QA teams would comb through these flat PDFs, retyping line by line, trying to extract key insights: auditor names, firm IDs, root causes, trends. The process was manual, fragmented, and inconsistent across sites. There was no centralized system, no dashboards — just Excel sheets and shared folders.

🧩 The Spark: Let’s Build Something Better

That’s when I built AuditVision — a platform that could turn these scanned FDA documents into clean, structured data and meaningful visual insights. From OCR to web dashboards, the goal was simple: automate what could be automated, and surface what mattered.

🔧 Building the System

📄 Step 1: Converting PDFs to Structured Data

• Used Poppler to convert multi-page PDFs into high-res images
• Applied OpenCV with custom morphological filters to:
  • Detect table lines
  • Remove scan noise and whitespace
  • Segment images into top (30%), middle (observations), bottom (footer)
• Ran Tesseract OCR on each zone independently for better accuracy
• Cleaned and parsed text using regex, converting it into Pandas DataFrames with fields like firm name, auditor, date, FEI number
• Merged with QA Excel data to enrich with metadata (plant, department, etc.)
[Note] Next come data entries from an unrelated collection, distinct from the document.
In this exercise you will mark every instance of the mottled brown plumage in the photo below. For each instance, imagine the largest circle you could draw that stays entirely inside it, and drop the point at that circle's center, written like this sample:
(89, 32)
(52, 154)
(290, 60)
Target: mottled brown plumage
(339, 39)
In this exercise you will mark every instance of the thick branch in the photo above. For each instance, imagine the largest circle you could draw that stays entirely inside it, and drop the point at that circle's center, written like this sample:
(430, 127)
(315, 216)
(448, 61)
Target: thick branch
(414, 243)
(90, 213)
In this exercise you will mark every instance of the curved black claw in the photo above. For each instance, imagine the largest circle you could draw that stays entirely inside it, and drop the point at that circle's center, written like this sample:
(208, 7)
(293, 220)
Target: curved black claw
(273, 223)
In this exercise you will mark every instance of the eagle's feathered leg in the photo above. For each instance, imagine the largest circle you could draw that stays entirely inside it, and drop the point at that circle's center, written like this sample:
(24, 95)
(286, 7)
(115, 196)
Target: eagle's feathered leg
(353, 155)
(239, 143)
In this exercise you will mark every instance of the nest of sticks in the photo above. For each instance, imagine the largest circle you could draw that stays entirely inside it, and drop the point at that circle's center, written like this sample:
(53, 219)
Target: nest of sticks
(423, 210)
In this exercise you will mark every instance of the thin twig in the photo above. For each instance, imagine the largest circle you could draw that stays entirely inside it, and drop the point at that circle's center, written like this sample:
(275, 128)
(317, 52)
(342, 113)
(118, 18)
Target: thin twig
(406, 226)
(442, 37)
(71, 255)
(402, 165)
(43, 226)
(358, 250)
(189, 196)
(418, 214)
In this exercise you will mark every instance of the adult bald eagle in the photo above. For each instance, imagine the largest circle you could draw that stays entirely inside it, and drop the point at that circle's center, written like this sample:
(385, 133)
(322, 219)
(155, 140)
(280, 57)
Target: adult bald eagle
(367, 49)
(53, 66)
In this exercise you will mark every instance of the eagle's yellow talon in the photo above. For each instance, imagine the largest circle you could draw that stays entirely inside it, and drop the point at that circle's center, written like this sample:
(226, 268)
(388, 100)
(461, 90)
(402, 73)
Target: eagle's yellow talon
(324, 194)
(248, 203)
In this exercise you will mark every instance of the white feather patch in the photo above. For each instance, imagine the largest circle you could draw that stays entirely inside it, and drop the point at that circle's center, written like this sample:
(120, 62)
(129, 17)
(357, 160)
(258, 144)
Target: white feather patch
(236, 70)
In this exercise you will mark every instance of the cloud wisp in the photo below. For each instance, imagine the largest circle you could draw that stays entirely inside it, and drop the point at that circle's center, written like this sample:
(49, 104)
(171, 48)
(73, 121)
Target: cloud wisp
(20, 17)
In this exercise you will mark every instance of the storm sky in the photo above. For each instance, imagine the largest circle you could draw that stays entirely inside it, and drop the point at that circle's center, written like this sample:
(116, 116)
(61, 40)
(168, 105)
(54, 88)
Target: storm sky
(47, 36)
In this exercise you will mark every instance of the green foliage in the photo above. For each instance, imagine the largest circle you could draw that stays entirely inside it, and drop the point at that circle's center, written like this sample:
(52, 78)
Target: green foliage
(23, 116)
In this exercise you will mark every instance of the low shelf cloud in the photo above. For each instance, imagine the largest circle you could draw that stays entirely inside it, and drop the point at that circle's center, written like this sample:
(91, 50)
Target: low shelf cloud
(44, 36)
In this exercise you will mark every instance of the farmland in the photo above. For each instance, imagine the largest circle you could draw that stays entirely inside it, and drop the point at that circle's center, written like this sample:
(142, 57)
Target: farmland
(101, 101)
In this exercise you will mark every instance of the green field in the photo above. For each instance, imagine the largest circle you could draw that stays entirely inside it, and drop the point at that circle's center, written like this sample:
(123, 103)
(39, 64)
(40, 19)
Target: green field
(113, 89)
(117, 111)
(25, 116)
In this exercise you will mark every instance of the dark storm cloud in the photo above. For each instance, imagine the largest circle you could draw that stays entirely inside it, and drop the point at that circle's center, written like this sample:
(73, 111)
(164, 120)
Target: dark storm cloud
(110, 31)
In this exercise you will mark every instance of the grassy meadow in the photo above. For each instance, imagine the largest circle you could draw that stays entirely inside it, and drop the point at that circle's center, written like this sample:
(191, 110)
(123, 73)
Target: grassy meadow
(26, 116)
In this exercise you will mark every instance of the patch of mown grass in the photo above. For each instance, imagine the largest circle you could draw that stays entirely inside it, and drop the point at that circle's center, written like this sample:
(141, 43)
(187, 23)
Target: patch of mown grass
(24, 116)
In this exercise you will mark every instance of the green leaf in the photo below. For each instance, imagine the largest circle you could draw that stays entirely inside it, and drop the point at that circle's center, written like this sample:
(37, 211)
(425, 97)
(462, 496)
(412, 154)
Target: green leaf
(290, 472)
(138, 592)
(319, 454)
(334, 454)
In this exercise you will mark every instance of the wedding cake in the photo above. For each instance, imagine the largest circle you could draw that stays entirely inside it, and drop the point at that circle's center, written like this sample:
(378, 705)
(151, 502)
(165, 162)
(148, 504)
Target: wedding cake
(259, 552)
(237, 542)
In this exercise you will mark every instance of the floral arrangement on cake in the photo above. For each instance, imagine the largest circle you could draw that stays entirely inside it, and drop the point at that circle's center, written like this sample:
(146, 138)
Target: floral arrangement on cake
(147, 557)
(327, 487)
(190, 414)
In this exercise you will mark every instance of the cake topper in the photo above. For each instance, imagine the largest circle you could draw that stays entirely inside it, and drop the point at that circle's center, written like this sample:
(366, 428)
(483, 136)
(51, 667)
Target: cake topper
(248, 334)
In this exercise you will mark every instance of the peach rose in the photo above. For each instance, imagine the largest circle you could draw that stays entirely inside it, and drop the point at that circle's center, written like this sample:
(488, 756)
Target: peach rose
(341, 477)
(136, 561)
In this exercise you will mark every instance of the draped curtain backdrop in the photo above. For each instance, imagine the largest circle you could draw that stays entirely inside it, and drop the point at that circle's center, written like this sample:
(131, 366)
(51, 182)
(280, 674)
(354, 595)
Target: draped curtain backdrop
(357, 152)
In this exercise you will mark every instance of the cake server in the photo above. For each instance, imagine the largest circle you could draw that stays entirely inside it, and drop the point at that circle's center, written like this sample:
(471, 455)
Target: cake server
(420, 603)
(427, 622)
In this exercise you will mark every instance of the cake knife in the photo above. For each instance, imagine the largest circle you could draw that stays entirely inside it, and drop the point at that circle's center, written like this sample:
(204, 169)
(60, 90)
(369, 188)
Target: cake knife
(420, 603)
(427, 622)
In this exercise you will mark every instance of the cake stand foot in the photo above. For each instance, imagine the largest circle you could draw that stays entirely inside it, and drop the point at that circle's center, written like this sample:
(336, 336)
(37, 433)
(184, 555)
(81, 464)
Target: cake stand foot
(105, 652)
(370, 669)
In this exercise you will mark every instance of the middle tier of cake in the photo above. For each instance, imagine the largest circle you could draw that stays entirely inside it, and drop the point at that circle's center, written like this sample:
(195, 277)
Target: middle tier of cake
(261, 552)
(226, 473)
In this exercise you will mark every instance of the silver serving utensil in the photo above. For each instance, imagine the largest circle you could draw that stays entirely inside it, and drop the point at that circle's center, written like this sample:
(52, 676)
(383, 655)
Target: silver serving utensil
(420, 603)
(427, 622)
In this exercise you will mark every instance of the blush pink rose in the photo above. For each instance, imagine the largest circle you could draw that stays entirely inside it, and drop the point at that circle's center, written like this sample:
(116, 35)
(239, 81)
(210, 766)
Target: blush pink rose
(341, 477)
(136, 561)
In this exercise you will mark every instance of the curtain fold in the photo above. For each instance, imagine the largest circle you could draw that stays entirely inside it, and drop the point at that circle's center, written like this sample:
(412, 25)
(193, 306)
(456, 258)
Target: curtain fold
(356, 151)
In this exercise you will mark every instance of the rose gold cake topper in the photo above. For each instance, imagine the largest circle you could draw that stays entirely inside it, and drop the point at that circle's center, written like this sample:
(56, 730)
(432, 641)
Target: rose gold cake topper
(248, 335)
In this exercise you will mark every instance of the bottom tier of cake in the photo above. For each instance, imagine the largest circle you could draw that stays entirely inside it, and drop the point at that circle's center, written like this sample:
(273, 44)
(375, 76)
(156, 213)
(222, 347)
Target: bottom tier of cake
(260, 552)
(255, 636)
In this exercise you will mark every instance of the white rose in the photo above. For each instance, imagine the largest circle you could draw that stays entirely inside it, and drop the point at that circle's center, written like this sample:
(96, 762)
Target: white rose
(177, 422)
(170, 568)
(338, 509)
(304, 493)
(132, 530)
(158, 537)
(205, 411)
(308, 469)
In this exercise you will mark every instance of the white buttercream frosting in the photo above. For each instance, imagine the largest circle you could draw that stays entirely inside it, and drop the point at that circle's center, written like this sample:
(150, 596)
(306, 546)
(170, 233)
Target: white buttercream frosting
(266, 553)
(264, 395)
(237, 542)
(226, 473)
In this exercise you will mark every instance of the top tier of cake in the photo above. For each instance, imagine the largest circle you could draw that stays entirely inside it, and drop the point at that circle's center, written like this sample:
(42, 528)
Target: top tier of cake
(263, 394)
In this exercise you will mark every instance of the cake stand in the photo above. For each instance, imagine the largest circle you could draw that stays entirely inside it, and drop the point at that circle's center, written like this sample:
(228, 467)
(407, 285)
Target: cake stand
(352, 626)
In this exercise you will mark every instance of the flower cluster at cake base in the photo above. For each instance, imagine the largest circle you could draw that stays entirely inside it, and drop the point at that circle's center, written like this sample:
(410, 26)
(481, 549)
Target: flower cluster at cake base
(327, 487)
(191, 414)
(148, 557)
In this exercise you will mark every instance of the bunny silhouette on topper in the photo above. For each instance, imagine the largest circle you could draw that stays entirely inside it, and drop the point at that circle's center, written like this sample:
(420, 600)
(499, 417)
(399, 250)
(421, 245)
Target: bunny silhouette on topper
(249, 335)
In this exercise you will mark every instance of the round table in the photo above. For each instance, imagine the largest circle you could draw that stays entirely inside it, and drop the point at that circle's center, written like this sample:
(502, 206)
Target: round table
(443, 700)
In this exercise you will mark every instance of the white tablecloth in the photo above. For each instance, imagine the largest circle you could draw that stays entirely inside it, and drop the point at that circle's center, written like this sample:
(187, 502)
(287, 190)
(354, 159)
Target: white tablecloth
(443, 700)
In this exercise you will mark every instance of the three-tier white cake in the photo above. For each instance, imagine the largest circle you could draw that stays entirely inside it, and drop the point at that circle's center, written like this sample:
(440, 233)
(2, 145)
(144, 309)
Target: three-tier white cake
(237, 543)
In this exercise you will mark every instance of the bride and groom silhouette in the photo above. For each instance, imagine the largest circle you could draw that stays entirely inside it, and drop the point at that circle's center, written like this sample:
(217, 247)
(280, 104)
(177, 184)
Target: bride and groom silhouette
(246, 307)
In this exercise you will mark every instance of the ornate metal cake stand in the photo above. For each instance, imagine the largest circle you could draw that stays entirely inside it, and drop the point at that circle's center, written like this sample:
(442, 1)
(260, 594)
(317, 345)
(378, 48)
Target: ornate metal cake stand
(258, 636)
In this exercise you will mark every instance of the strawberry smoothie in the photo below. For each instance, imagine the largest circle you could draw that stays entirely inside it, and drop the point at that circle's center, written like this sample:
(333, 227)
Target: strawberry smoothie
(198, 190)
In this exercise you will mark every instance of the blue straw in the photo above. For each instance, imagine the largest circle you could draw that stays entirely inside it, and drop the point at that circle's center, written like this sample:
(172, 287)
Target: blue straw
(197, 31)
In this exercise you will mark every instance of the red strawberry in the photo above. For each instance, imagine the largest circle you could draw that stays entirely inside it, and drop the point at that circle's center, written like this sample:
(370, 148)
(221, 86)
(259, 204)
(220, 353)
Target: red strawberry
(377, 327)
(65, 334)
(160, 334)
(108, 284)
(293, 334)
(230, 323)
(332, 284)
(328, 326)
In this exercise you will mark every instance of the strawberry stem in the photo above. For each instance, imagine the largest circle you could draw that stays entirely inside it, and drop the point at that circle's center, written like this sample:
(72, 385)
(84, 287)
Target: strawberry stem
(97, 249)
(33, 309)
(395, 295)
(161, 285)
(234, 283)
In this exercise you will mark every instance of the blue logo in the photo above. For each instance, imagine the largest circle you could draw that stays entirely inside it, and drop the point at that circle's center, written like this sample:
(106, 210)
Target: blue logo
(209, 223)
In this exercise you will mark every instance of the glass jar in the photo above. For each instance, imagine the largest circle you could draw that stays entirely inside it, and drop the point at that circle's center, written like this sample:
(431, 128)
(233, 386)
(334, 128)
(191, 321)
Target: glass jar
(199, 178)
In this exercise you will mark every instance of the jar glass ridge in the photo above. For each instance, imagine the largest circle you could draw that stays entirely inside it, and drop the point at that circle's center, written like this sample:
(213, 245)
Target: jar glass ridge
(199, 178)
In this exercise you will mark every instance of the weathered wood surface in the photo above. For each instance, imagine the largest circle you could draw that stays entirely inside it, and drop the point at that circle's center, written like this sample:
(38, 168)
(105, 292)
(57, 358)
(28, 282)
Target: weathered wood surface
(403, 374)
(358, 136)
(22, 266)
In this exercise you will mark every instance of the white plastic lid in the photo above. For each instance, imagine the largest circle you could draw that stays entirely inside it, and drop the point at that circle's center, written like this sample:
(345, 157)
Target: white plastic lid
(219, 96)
💻 Step 2: Interactive Dashboards

Once the data pipeline was set, I built a secure Django web app with real-time analytics using Chart.js, Plotly, and DataTables. Users could:

• Track top auditors and their observation patterns
• View company-wise and year-wise compliance trends
• Compare auditor performance across regions and time
• Filter, search, and export relevant slices of data

🔐 Step 3: Securing Compliance

• Role-based access control with separate user/admin views
• Full audit trail of logins, CRUD operations, exports with IPs and timestamps
• Locked Excel exports (row limits + embedded user metadata for traceability)
• Live session APIs for stats, termination, and timeout handling

⚡ The Impact

• Reduced audit processing time from 1 week to just 1 day
• Enabled centralized, real-time visibility across multiple manufacturing sites
• Adopted across both Corporate QA and plant-level teams
• Improved traceability, transparency, and audit readiness

💡 Reflection

What started as a small automation script turned into a full-scale internal product. AuditVision blended OCR, analytics, UX, and security into one unified platform — and made life easier for people on the ground.

To me, this project wasn’t just about writing code. It was about understanding a real-world problem and designing a solution that respected the complexity while simplifying the work.